HF and UHF antennas are usually made of copper or aluminum. Conductive inks have been tested on some antennas, finding problems with adhesion to the integrated circuit and stability of the environment.
Tag association
There are three basic types of labels due to their relationship with the objects they identify: associable, implantable and insertable (attachable, implantable, insertion).[13] In addition to these types of labels, Eastman Kodak has filed two patent applications that deal with monitoring the consumption of medicine in the form of a “digestible” label.[14].
Label positioning
Orientation can affect the performance of UHF tags through the air. In general, optimal reader power reception is not necessary to operate passive tags. However, there may be cases in which the distance between both parts is fixed as well as the effective power emitted. In this case, it is necessary to know in which cases you can work optimally with them.
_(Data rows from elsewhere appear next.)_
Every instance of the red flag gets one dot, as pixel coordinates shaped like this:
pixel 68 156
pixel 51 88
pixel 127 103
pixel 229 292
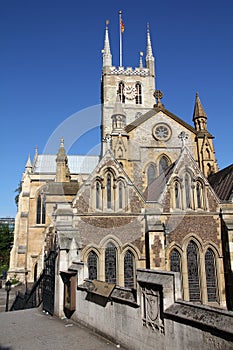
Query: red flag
pixel 122 26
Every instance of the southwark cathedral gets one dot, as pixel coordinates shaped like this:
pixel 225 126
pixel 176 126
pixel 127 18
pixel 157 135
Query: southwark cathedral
pixel 153 199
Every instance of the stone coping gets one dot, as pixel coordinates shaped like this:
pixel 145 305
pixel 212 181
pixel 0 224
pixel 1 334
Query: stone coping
pixel 207 318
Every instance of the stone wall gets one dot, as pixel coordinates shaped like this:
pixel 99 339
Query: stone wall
pixel 156 317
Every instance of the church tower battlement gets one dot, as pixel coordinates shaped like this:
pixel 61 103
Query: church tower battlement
pixel 134 86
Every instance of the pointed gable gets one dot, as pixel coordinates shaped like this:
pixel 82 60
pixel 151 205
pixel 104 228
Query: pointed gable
pixel 110 179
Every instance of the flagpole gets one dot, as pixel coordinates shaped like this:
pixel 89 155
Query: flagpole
pixel 120 33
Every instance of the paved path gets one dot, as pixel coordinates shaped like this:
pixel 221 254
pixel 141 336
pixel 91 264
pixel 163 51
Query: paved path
pixel 33 329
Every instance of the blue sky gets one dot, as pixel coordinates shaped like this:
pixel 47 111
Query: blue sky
pixel 50 69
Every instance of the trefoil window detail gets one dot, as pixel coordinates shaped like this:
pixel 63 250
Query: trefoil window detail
pixel 129 269
pixel 92 265
pixel 41 210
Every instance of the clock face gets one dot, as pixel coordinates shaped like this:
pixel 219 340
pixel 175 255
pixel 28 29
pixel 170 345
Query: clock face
pixel 161 132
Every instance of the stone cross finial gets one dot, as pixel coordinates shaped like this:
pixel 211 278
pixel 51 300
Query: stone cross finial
pixel 183 137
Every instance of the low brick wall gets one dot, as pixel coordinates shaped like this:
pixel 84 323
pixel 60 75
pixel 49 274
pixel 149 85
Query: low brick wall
pixel 156 319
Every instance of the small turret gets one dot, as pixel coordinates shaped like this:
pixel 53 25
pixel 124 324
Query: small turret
pixel 199 115
pixel 150 64
pixel 28 166
pixel 118 118
pixel 107 57
pixel 62 169
pixel 119 135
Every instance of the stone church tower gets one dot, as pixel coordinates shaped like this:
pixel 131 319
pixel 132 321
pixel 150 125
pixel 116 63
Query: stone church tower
pixel 145 202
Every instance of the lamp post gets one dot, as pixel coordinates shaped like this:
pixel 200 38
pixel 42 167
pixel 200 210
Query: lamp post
pixel 7 289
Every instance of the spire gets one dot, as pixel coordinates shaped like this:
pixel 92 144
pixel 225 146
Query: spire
pixel 107 57
pixel 140 60
pixel 62 169
pixel 118 117
pixel 199 115
pixel 28 165
pixel 149 54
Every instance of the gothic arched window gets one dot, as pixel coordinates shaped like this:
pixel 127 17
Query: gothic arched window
pixel 97 195
pixel 163 164
pixel 199 195
pixel 121 92
pixel 151 174
pixel 138 98
pixel 177 195
pixel 120 188
pixel 193 272
pixel 187 191
pixel 109 191
pixel 129 269
pixel 210 275
pixel 110 263
pixel 175 261
pixel 41 210
pixel 92 262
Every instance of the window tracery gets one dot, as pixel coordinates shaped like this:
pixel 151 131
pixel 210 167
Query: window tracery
pixel 175 261
pixel 110 263
pixel 151 173
pixel 210 276
pixel 163 164
pixel 138 98
pixel 193 272
pixel 92 262
pixel 121 91
pixel 41 209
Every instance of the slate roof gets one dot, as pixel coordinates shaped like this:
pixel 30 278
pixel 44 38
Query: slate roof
pixel 63 188
pixel 46 163
pixel 222 183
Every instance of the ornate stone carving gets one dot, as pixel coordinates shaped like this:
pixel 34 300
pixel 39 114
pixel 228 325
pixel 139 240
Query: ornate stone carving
pixel 151 308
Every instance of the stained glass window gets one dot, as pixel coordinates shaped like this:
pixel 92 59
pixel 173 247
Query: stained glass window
pixel 109 190
pixel 97 195
pixel 120 195
pixel 121 92
pixel 187 191
pixel 129 269
pixel 163 164
pixel 41 210
pixel 150 174
pixel 177 195
pixel 92 265
pixel 193 273
pixel 110 263
pixel 199 193
pixel 210 275
pixel 175 261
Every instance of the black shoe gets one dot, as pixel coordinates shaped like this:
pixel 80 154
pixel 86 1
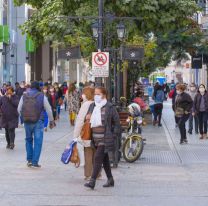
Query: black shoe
pixel 190 132
pixel 109 183
pixel 90 184
pixel 29 164
pixel 36 166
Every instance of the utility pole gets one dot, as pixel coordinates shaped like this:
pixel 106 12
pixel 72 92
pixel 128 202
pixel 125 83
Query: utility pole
pixel 100 33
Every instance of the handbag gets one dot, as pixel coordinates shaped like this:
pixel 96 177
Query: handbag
pixel 179 112
pixel 72 116
pixel 75 156
pixel 60 101
pixel 86 132
pixel 67 154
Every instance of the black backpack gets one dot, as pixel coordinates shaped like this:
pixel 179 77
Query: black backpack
pixel 30 110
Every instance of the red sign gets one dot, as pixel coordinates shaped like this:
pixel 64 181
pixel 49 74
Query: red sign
pixel 100 59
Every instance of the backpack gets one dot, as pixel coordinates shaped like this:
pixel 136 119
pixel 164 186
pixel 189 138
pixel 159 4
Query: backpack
pixel 159 96
pixel 30 109
pixel 171 94
pixel 70 154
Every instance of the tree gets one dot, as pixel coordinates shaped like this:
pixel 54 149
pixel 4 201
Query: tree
pixel 164 18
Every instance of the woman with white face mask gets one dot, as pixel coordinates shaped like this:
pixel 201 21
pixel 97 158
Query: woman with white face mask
pixel 88 99
pixel 183 106
pixel 105 126
pixel 193 119
pixel 200 108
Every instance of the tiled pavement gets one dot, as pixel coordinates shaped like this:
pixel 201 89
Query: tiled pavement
pixel 166 175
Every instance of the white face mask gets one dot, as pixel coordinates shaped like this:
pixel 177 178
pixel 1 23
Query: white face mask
pixel 201 89
pixel 98 98
pixel 84 97
pixel 178 92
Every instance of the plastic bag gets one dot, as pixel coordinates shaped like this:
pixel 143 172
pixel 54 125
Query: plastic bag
pixel 80 148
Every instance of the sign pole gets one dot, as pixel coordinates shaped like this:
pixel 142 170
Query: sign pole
pixel 115 77
pixel 98 80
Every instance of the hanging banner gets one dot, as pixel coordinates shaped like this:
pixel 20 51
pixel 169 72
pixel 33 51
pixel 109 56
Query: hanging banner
pixel 4 34
pixel 132 53
pixel 30 45
pixel 196 61
pixel 100 64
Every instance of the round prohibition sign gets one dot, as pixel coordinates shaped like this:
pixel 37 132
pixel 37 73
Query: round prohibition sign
pixel 100 59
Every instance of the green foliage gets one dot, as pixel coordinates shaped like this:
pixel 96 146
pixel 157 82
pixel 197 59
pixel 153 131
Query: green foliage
pixel 165 18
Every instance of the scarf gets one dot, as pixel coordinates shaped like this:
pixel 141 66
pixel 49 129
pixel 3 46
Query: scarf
pixel 96 120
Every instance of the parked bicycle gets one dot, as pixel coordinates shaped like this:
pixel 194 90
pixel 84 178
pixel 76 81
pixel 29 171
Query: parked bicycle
pixel 132 141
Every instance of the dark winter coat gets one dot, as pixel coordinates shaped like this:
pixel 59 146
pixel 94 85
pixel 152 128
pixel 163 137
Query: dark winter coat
pixel 20 91
pixel 197 101
pixel 184 101
pixel 9 115
pixel 112 126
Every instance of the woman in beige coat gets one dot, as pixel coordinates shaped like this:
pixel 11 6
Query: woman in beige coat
pixel 88 98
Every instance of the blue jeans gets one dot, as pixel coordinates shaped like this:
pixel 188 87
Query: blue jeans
pixel 34 133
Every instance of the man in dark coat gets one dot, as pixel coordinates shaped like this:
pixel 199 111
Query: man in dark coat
pixel 9 115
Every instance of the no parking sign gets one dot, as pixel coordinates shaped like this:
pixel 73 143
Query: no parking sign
pixel 100 64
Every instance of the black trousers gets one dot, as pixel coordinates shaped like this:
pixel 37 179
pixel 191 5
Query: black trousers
pixel 158 112
pixel 182 125
pixel 202 117
pixel 101 158
pixel 10 135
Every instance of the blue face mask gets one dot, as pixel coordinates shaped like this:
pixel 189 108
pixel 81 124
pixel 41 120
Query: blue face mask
pixel 98 98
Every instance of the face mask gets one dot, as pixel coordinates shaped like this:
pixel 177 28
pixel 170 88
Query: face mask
pixel 192 89
pixel 202 90
pixel 84 97
pixel 178 92
pixel 98 98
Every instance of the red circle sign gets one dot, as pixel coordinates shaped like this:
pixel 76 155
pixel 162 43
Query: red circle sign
pixel 100 59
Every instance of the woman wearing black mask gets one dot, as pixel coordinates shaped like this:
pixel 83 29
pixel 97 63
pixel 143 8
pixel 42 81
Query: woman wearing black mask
pixel 200 108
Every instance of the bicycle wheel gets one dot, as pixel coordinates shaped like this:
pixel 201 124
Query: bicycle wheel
pixel 133 148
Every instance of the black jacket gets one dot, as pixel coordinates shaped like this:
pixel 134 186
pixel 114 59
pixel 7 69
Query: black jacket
pixel 197 101
pixel 112 126
pixel 184 101
pixel 9 115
The points called R (resonance spot*), L (live spot*) and D (dead spot*) are defined to specify the location of the tags on a marked object, so that they can still receive the necessary energy based on certain levels of emitted power and distance.[15].
Tag environments
The concept of the RFID tag is associated with its ubiquity. This means that readers may require the selection of tags to be explored from among many possible candidates. They may also want to scan tags in their environment to take inventory or, if the tags are associated with sensors and can maintain their values, identify environmental conditions. If an RFID reader tries to work with a set of tags, it must know the devices that are in its area of action and then go through them one by one, or use collision avoidance protocols.
To read the data from the tags, the readers use a singulation algorithm based on tree traversal, resolving any collisions that may occur and sequentially processing the responses. There are blocking tags that can be used to prevent readers from accessing the tags in an area without resorting to suicide commands to disable them. These masquerade as normal labels but have certain specific characteristics; Specifically, they can take any identification code as their own, and can answer any questions they hear, securing the environment by nullifying the usefulness of these questions.
In general, a spurious signal can be emitted if tag activity is detected to block weak tag transmissions. If the labels are expendable or are not needed again, they can be rendered useless by inducing high currents in them that render their circuits useless.
Apart from this, a tag can be promiscuous, if it responds to all requests without exception, or secure, if it requires authentication (this involves the typical aspects of cryptographic and access key management). A tag can be set to activate or deactivate in response to commands from the reader.
Readers in charge of a group of tags in an area can operate in autonomous mode, as opposed to interactive mode. Working this way, they perform periodic identification of all tags in their environment and maintain a presence list with timeouts and control information. If an entry expires, it is removed from the table.
Often a distributed application requires the use of both extreme types of tags. Passive ones cannot perform continuous monitoring tasks, but instead perform tasks on demand when readers request them. They are useful for carrying out regular and well-defined activities with limited storage and security needs. If there are frequent, continuous or unpredictable accesses, or there are real-time or data processing requirements (such as searching internal tables), it is usually convenient to use active tags.